Viele Einheiten haben Lukas Kwasniok und Luca Kilian bislang noch nicht gemeinsam auf dem Feld gestanden. Im Trainingslager in Bad Waltersdorf war der Innenverteidiger zum ersten Mal nach seinem zweiten Kreuzbandriss, den er im Dezember 2024 erlitten hatte, ins Mannschaftstraining zurückgekehrt. Seither hatte der 26-Jährige aufgrund von Sehnenproblemen im Oberschenkel jedoch häufig pausieren müssen.
Am Montag war Kilian dann wieder in den Kreise der Mannschaft zurückgekehrt. Langsam hatte sich der gebürtige Wittener wieder ins Team reinarbeiten wollen, um im Idealfall gegen Ende des Jahres wieder zu einer echten Option im Bundesliga-Kader zu werden. Nach gerade einmal 30 Minuten war diese Hoffnung am Montag jedoch jäh zunichte gegangen.

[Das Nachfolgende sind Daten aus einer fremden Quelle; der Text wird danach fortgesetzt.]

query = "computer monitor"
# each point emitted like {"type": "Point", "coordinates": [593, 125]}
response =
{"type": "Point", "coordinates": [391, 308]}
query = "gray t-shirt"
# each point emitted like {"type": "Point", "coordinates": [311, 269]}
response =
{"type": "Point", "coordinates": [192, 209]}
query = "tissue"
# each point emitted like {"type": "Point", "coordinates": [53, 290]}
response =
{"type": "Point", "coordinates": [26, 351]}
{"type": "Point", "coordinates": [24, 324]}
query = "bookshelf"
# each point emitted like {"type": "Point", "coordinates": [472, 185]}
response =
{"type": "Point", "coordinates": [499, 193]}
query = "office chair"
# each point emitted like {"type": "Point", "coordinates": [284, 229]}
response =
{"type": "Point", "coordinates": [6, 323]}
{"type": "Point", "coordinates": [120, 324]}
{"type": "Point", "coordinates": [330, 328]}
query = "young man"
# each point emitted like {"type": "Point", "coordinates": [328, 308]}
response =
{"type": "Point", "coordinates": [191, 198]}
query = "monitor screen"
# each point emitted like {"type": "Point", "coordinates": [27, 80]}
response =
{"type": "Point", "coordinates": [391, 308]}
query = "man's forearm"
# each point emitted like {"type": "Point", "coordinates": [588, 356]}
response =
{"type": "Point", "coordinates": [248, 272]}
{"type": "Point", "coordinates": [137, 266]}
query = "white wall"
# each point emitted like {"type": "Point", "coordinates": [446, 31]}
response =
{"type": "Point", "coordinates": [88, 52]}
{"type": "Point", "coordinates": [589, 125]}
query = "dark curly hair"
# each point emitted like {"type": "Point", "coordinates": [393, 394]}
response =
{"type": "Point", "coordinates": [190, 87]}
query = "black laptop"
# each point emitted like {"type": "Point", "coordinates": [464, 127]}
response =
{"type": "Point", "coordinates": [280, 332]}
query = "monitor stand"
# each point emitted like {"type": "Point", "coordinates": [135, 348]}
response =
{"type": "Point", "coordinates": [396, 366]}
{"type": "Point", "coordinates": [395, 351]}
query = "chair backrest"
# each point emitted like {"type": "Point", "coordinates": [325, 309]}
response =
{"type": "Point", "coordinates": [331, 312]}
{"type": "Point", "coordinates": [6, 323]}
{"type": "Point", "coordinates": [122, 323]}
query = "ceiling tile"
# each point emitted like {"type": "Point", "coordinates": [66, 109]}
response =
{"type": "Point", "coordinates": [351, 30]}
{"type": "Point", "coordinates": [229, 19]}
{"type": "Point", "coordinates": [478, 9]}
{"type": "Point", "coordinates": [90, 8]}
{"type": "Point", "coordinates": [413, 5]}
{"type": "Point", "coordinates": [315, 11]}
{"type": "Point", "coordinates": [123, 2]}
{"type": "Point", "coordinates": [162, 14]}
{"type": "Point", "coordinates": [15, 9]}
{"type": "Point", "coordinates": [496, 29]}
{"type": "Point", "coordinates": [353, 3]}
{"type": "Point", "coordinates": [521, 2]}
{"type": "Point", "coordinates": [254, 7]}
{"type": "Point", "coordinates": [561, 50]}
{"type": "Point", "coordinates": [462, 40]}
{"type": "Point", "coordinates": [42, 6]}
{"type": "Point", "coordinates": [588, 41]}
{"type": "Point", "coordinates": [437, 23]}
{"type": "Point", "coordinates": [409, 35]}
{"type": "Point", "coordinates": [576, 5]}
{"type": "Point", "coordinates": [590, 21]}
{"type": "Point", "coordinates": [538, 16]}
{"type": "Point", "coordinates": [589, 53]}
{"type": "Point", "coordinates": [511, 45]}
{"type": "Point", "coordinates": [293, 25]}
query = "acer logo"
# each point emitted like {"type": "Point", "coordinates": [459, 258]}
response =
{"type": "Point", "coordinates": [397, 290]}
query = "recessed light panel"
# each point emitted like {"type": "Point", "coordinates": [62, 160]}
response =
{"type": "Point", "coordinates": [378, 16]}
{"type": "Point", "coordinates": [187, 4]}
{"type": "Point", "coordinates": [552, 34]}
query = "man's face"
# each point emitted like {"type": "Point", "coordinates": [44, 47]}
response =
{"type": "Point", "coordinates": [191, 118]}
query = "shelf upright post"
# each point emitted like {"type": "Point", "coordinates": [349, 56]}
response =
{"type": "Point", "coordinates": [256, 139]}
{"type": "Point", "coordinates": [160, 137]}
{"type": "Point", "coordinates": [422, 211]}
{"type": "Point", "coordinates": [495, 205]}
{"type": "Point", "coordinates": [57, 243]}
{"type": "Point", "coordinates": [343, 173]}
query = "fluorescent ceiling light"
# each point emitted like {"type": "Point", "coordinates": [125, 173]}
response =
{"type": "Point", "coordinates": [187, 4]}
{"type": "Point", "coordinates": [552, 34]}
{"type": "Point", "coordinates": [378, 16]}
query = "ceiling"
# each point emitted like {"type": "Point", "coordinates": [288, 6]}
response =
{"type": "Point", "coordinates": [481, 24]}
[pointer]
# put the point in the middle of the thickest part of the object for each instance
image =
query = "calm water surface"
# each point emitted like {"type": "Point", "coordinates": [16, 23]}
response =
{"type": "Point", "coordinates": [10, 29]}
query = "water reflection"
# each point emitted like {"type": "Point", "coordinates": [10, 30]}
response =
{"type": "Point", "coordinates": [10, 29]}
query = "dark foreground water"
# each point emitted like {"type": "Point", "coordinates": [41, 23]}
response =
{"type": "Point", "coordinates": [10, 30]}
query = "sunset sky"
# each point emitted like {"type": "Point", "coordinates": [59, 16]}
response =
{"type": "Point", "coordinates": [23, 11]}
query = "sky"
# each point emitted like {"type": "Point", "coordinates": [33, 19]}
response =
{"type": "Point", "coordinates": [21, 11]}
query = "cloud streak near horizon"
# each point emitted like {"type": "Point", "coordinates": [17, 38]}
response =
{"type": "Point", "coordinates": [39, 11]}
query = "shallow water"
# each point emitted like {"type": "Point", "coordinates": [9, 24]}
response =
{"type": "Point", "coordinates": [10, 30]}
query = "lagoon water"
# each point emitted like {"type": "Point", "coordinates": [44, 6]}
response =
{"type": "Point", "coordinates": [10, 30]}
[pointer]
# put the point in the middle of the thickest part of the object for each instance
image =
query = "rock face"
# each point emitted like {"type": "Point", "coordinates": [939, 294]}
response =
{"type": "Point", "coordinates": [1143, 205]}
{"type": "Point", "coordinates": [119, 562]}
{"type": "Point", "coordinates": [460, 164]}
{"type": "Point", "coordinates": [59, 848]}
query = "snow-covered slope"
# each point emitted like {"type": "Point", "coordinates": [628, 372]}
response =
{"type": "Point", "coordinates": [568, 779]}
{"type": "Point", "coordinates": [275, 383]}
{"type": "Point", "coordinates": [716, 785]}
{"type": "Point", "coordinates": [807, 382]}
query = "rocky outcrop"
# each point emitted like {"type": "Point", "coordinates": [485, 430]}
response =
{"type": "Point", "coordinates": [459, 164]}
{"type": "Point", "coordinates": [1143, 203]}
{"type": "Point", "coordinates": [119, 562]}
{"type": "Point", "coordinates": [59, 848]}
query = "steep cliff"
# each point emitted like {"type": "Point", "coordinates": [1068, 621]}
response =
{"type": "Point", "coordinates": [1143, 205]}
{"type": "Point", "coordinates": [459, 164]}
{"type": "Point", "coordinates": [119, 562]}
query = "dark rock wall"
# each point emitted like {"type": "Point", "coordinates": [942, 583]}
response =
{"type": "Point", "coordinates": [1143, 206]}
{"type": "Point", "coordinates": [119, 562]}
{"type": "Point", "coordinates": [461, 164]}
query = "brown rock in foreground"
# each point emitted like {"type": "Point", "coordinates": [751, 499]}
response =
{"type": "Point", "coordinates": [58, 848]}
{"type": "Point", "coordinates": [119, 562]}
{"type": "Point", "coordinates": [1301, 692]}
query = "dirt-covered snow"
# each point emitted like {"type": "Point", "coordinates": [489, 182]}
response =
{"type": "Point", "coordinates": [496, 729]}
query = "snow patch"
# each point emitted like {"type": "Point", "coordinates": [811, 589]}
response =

„Wir tun alle gut daran, ihn in Frieden zu lassen“
Die bittere Diagnose folgte noch am Abend: Zum dritten Mal binnen gerade einmal 18 Monaten riss sich Kilian bei einer unglücklichen Aktion ohne Gegnereinwirkung das Kreuzband. Beim FC selbst ist der Schock noch immer groß. „Es ist ein unfassbar harter Schicksalsschlag für ihn“, sagte Kwasniok am Donnerstag auf der Pressekonferenz. Der Appell des Trainers: „Wir tun alle gut daran, ihn in Frieden zu lassen und die Dinge nicht zu sehr zu thematisieren. Wir sollten ihn durchatmen lassen, er muss damit erstmal klarkommen.“
Die Kölner wollen ihrem Spieler dabei freilich erneut die größtmögliche Unterstützung zukommen lassen. Wie diese konkret aussehen kann, steht so kurz nach dem neuerlichen Schock jedoch noch in den Sternen. „Wie es weitergeht, werden die nächsten Tage und Wochen zeigen.“ Vorerst habe sich Kilian dazu entschlossen, sich „ein bisschen zurückzuziehen und im richtigen Moment die richtigen Entscheidungen zu treffen.“
Noch kein konkreter OP-Termin
Es ist davon auszugehen, dass sich Kilian aktuell im Kreise seine Familie und Freunde aufhält und fernab des Geißbockheims den schweren Rückschlag verarbeitet. Ein konkreter Termin für die Operation des lädierten Kreuzbandes gibt es zumindest noch nicht. „Die heutige Pressekonferenz ist zu früh, um irgendwelche Pseudo-Zwischenergebnisse zu verkünden“, meinte Kwasniok. Der FC gibt seinem Spieler dabei nun alle Zeit der Welt, wieder auf die Beine zu kommen – mental wie körperlich.